Research R0023 — Counterproductive advice and prompt lifecycle
Run 2026-03-25
Query Q003
Source SRC01
Evidence SRC01-E01
Type Statistical

GPT-4 prime number identification accuracy dropped from 84% to 51% between March and June 2023.

URL: https://arxiv.org/abs/2307.09009

Extract

Lingjiao Chen, Matei Zaharia, and James Zou (Stanford/Berkeley) compared GPT-3.5 and GPT-4 across March 2023 and June 2023 versions on 7 task categories. Key findings:

  • Prime number identification: GPT-4 accuracy dropped from 84% (March) to 51% (June) — near random chance
  • Code generation: Both models produced more formatting errors in June
  • Sensitive questions: GPT-4 became increasingly reluctant to respond
  • Chain-of-thought responsiveness: GPT-4 showed reduced responsiveness to CoT by June
  • Multi-hop questions: GPT-4 improved; GPT-3.5 declined (mixed effects)
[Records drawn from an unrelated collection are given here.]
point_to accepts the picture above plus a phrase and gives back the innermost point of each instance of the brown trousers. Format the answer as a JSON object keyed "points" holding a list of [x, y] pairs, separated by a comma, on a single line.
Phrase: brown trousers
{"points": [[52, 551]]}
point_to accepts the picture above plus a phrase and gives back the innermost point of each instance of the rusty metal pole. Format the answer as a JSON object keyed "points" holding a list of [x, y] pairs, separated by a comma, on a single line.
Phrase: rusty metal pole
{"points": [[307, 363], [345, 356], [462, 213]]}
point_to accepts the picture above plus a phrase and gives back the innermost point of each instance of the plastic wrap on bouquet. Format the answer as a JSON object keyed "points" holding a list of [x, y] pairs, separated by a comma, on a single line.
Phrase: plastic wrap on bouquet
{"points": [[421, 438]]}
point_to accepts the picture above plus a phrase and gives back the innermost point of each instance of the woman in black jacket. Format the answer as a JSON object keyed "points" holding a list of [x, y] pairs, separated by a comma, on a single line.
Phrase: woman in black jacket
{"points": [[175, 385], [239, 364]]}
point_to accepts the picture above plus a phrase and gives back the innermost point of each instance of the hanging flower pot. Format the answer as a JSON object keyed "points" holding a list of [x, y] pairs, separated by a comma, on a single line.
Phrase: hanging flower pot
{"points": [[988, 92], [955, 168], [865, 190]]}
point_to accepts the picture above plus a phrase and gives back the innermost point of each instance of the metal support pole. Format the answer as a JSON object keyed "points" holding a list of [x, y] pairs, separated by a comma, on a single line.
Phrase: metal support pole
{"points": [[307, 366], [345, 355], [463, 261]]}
The changes occurred within approximately 3 months, demonstrating that prompt degradation can happen rapidly.

Relevance to Hypotheses

Hypothesis Relationship Strength
H1 Supports 33-percentage-point accuracy drop is dramatic, measurable, reproducible evidence of prompt degradation
H2 Contradicts This is a rigorous academic study, not anecdotal
H3 Supports Mixed results across tasks (some improved, some degraded) demonstrate complexity

Context

This study was groundbreaking when published and generated significant media coverage. It provided the first rigorous empirical evidence for what practitioners had been reporting anecdotally: the same prompts produce different results across model versions.